It is important to distinguish different failure modes:

Fail-Safe: in case of failure no bad result will occur - the component simply stops doing anything. If it is a computer, one would say it crashes, that is, it does not respond any more to any input.
Examples: a car does not start; a tuning fork does not produce any sound. Sometimes one distinguishes between
- Fail-stop failure: The failed component remains silent until the fault is recovered.
- Intermittent failure: The component may start working again after some time - without any external recovery actions.
Byzantine: the component produces wrong results (possibly malicious). In this failure mode, no assumption can be made on the behavior of the faulty component. For instance, it may respond to inputs as usual, however, the parameters of the output messages may be wrong. This includes the case that the component was hijacked and is now used by an intruder to corrupt a distributed system as a whole. Examples: the steering wheel of a car does not control the tires (and the car collides with a tree); the tuning fork produces a wrong pitch.

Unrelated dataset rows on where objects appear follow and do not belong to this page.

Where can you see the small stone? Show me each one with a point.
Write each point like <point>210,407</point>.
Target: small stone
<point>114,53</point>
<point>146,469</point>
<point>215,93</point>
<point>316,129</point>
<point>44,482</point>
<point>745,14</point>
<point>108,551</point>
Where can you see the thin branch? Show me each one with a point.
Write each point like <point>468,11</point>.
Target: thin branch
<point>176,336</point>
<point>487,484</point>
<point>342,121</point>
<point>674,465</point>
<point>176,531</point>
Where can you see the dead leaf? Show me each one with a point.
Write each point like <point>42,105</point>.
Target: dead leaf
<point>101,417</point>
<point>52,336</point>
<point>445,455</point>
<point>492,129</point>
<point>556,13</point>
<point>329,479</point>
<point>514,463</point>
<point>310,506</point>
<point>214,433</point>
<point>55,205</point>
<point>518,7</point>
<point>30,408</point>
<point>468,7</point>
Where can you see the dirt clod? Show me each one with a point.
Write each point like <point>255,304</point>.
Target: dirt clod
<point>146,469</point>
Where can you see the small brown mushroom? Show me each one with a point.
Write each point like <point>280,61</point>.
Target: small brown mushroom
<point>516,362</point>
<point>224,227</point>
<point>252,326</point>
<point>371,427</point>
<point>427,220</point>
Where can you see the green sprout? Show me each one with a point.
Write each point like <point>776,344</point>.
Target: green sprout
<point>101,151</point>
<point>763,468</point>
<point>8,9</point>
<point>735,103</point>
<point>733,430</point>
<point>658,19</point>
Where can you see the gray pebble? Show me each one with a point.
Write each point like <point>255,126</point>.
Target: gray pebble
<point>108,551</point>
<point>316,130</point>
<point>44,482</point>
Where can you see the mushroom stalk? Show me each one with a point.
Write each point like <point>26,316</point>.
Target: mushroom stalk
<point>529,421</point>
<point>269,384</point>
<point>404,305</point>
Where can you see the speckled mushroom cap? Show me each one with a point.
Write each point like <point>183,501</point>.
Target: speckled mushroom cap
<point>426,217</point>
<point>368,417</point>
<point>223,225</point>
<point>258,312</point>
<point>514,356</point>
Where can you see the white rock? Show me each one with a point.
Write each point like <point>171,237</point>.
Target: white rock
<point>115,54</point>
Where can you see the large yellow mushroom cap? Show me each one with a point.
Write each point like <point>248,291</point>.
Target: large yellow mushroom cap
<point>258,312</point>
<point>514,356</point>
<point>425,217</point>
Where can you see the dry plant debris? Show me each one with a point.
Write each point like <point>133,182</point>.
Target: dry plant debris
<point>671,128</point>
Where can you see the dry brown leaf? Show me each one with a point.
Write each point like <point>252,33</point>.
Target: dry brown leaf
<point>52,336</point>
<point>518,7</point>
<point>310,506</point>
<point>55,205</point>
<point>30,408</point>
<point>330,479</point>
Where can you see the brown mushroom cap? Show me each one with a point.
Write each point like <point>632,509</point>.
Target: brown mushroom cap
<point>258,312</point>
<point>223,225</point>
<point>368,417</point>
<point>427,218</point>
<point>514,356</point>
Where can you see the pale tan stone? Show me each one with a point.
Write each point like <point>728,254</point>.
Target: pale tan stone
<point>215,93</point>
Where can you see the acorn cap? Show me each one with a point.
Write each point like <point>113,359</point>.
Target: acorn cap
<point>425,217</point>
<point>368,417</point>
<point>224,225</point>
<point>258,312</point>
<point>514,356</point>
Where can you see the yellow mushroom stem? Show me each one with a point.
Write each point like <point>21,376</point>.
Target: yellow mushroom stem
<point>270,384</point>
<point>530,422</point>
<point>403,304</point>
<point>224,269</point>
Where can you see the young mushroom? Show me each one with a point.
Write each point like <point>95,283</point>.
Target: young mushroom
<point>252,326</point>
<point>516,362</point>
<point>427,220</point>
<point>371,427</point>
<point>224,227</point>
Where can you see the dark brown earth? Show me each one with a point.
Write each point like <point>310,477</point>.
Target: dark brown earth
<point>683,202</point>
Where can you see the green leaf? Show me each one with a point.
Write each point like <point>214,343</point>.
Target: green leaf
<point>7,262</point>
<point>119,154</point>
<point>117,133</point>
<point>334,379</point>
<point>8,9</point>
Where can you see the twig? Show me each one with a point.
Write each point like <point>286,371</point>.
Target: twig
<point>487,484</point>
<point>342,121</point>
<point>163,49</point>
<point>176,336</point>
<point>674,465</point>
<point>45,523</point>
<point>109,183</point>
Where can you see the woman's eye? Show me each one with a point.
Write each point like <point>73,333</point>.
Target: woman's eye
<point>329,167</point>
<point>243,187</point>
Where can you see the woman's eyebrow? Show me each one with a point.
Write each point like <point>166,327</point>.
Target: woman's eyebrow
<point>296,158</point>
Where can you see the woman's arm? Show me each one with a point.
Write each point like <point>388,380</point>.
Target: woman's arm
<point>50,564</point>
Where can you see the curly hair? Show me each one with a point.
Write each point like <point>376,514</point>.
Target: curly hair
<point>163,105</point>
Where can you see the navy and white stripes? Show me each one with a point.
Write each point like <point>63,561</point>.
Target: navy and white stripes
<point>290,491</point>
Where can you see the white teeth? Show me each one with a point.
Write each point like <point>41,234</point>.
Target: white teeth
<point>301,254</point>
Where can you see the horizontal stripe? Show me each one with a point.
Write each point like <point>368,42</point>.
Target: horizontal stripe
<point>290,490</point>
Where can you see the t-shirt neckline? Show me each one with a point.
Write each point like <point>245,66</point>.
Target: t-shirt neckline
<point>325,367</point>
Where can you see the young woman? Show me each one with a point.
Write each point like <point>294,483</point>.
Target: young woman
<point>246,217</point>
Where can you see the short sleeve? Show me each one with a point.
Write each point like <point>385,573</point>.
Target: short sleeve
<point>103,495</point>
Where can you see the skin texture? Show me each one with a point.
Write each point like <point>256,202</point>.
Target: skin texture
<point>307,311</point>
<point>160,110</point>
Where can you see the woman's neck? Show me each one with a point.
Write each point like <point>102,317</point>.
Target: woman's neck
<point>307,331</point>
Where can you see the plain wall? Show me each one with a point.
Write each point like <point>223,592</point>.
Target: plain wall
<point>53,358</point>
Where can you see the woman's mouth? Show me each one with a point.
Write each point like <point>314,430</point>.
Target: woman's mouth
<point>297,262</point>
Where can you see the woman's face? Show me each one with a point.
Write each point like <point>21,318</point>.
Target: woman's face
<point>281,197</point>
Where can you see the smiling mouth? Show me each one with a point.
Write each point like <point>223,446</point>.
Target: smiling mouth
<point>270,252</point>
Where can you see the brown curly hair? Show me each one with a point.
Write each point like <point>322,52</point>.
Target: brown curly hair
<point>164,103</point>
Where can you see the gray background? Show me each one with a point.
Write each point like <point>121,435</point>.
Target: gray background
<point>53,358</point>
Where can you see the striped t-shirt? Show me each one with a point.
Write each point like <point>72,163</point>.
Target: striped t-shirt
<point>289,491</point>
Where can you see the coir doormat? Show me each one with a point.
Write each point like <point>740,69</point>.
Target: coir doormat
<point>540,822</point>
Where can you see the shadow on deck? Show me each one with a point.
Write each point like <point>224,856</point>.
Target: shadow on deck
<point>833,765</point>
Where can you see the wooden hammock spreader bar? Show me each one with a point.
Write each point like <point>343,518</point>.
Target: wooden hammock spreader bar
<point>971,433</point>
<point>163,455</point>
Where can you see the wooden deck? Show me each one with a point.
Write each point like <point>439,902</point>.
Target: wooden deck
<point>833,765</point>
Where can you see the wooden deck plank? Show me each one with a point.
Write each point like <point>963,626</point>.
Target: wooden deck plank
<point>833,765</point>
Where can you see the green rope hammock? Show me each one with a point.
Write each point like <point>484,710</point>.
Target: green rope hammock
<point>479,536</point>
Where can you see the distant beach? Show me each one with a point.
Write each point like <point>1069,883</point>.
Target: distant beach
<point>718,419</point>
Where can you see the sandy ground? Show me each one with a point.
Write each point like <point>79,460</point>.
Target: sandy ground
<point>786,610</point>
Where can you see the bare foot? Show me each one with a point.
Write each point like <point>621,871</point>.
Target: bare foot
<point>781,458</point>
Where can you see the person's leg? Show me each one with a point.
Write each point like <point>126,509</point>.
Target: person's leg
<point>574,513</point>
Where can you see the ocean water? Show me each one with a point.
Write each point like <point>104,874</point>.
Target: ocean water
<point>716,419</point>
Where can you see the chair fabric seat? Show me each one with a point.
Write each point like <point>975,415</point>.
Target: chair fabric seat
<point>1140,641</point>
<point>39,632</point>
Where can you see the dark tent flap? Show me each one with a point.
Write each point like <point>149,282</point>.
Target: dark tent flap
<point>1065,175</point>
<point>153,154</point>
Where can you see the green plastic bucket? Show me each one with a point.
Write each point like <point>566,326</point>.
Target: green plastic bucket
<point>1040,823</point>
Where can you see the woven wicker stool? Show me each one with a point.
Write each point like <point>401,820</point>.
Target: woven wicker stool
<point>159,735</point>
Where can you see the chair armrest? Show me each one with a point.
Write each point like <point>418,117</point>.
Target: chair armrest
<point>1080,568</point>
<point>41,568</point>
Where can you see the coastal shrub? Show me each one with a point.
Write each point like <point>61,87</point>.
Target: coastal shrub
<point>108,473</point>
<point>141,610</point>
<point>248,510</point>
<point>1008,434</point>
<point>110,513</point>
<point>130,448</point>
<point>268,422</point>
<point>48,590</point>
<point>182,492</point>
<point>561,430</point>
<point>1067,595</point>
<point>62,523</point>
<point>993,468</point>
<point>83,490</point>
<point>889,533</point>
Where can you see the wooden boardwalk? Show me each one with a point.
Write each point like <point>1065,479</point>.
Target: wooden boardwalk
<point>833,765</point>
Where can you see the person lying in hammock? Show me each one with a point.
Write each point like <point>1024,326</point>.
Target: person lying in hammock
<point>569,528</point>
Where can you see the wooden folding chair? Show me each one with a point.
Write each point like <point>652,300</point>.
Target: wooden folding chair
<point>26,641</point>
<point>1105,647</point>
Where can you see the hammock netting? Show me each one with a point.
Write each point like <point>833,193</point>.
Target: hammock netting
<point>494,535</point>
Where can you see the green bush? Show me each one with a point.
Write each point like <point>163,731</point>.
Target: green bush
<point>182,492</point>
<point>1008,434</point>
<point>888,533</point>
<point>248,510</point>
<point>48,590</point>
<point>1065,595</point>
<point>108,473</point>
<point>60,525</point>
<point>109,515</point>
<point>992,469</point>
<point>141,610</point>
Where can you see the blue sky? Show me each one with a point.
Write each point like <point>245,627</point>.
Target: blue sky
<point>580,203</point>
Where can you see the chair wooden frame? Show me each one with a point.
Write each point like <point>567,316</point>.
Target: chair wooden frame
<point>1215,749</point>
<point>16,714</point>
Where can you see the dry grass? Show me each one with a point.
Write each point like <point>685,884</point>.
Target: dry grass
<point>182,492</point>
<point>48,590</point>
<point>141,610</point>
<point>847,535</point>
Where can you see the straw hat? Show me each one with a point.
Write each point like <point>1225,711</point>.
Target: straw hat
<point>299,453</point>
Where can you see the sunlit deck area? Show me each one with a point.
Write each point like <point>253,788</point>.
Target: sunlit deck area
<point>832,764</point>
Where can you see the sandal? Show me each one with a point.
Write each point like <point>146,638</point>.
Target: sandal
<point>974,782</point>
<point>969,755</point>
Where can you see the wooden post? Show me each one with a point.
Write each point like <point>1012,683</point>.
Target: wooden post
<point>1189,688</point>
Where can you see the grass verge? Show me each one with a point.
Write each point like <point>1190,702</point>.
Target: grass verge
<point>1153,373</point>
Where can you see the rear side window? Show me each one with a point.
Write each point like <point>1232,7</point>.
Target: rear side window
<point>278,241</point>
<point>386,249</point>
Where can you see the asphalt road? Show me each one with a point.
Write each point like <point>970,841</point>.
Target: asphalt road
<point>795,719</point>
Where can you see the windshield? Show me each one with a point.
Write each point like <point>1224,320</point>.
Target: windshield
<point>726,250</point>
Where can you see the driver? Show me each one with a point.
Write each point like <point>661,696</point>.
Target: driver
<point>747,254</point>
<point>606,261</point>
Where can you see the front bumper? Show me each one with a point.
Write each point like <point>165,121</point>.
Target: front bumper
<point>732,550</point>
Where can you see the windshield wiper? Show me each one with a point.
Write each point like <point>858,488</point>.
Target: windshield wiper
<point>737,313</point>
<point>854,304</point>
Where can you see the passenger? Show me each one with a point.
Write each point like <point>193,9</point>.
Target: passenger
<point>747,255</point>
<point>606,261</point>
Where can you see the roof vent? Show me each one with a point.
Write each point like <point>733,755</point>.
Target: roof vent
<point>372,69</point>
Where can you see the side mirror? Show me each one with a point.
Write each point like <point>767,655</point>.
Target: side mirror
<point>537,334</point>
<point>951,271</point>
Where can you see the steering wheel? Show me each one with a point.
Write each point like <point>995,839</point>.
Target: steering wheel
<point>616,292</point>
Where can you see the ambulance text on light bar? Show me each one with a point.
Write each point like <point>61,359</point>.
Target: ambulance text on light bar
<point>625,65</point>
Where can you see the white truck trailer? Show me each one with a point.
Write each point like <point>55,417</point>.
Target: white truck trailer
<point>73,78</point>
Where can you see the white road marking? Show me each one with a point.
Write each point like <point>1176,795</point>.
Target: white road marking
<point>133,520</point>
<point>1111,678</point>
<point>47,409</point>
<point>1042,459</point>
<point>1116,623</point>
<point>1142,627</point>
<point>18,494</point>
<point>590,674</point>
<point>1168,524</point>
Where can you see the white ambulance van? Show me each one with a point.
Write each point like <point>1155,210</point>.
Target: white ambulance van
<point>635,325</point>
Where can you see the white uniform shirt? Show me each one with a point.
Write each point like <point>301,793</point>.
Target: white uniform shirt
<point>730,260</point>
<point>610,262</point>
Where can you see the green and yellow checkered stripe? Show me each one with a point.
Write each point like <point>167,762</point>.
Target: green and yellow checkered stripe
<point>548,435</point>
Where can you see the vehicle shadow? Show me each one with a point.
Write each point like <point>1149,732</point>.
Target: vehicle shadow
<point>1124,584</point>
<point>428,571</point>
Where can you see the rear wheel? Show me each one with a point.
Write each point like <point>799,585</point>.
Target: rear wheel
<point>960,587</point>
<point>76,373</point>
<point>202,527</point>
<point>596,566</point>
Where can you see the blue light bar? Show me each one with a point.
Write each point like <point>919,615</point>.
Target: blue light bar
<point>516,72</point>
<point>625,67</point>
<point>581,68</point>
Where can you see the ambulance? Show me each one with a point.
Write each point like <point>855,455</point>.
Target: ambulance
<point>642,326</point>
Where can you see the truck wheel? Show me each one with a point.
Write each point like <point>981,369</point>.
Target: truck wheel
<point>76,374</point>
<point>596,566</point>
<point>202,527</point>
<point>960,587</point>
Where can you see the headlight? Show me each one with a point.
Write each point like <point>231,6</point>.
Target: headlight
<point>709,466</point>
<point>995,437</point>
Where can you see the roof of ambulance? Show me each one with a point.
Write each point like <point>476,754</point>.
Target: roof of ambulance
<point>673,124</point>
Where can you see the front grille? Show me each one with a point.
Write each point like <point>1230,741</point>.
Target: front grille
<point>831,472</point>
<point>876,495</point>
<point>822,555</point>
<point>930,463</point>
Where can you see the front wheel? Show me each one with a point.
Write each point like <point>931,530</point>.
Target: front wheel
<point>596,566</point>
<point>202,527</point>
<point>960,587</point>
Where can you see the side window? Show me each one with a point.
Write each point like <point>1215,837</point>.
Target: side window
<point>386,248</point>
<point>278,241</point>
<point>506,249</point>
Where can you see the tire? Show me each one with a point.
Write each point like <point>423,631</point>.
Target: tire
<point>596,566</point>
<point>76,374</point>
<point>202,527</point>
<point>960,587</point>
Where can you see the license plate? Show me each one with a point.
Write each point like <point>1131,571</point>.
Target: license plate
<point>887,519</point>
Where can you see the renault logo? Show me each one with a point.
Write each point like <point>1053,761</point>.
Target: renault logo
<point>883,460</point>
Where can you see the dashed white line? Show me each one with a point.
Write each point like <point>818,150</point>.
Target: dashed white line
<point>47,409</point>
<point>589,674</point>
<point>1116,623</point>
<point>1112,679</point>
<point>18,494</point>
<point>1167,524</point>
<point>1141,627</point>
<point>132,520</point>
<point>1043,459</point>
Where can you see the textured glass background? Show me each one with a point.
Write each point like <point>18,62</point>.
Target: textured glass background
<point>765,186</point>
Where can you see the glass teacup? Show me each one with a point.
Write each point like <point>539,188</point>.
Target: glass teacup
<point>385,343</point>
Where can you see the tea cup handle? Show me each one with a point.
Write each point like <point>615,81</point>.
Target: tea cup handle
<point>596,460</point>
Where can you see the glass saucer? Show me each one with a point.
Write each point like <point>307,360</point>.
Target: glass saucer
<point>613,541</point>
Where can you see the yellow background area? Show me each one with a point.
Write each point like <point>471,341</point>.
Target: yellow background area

Fail-safe failures are much easier to detect, localize and recover. A stand-by unit is sufficient, e.g. if the tuning fork does not produce any sound, use the stand-by unit. The total number of units available (n) must be larger than the number of units that may fail (f): n > f

A Byzantine failure can only be detected by comparing the result with the result produced by other components. This leads to the triple redundancy design: In the case of highly reliable systems, one often uses triple redundancy, that is, three identical components that perform the task in parallel. At the end of an operation, a comparison unit compares the three results obtained and if they are not identical one can identify the faulty component (under the assumption that only a single unit fails at a time). Then one uses the result of the other two components (the system is fault-tolerant for a single fault) and tries to replace the faulty component as fast as possible (before the next component may fail). We have n > f + 1 under the assumption that different failing units will not produce the same wrong result; in general we have n > 2*f. This is assuming that we have an absolutely reliable comparison unit. In the case that we have no centralized comparison unit, but a distributed system, we have n > 3*f

Here are some other important concepts:

Fault tolerance (when a fault can be recovered)
Fault resilience: A fault may have an impact on the performance of the system, but the important functions will be continued to be offered (e.g the ABP is resilient for erroneous and lost messages).
Fail-safeness: A system is fail-safe if it remains safe in the case of a fault. This means that no catastrophic error will occur. A "catastrophe" is a situation that should never occur, such as the explosion of a nuclear reactor or the opening of the doors of a train in motion.

Faults in distributed systems

One characteristics of distributed systems, as compared with parallel systems, is the fact that one has to assume that some faults may orrur within the system. Therefore the system has to be designed to recover from such faults. For example, the purpose of the first communication protocols, such as the ABP, was to recover from faults in message transfer, either messages delivered with transmission errors or messages completely lost. One has to deal with faults related to message transmission and component failures (see below).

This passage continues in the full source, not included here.